Из того, что было сказано, будет очевидно, что книга не из тех, которые предназначены воздействовать на читателя главным образом через щепетильную совесть, или, действительно, отличительно через совесть вообще. Она обращается к воображению преимущественно, и через него — к воле. Величайшее достоинство книги в том, что она предназначена для культуры и развития воображения у детей — способности, почти полностью игнорируемой, или, что еще хуже, зачастую деспотически подавляемой и пресекаемой у детей.

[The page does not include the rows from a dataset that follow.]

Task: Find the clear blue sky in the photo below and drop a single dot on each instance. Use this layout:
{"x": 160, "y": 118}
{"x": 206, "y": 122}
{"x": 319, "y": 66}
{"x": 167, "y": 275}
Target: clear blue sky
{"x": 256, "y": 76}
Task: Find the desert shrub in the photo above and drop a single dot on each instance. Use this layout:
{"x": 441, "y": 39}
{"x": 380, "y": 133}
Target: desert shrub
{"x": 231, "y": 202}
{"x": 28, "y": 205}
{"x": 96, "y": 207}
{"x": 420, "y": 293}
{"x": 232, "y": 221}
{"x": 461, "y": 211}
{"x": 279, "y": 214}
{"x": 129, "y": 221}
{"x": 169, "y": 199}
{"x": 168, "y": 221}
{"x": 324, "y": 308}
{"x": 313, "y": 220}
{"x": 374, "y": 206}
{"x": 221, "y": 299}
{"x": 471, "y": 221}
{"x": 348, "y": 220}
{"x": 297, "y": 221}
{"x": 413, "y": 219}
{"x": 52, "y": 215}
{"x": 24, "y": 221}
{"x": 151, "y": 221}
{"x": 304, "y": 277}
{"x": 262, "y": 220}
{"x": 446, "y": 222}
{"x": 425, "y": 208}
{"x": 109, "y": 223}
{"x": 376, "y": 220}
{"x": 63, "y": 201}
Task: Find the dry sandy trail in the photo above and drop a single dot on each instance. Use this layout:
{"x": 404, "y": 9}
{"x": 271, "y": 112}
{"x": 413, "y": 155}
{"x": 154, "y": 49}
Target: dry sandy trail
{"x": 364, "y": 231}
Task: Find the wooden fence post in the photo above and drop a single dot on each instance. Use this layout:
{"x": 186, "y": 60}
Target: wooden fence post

В «Трех желаниях» для ребенка раскрывается тайна труда и поклонения; но все это достигается через инциденты, обращающиеся целиком к воображению, и с прекрасным искусством. «Маленькие потерпевшие кораблекрушение» — на самом деле преднамеренный фарс, «пародирующий» истории с похожим инцидентом, написанные для более старших людей — является, тем не менее, само по себе для ребенка гораздо большим, чем то, что таким образом «пародируется», когда-либо могло быть для более старшего и более романтичного читателя. «Слон-скала» полон юмора и воображаемого пафоса. «Волшебная вечеринка-сюрприз» так же деликатна, как рисунки Джека Фроста, сквозь которые любопытно движутся все события истории. «Новогодний день в саду» обладает такой же деликатностью и даже большей красотой.
Во всех историях есть очеловечивание всех введенных элементов, даже самых материальных. Мы уверены, что усилия автора увенчаются успехом. Дети, конечно, и все те, кто особенно интересуется детьми, встретят книгу с восторгом. Она прекрасно иллюстрирована Ф.А. Чепменом, который, очевидно, не пожалел усилий, чтобы сделать ее привлекательной. Гравюры, скажем в их пользу, не слишком прямолинейно наводящие на мысли, как это обычно бывает, но, благодаря своим деликатным намекам, особенно красивы.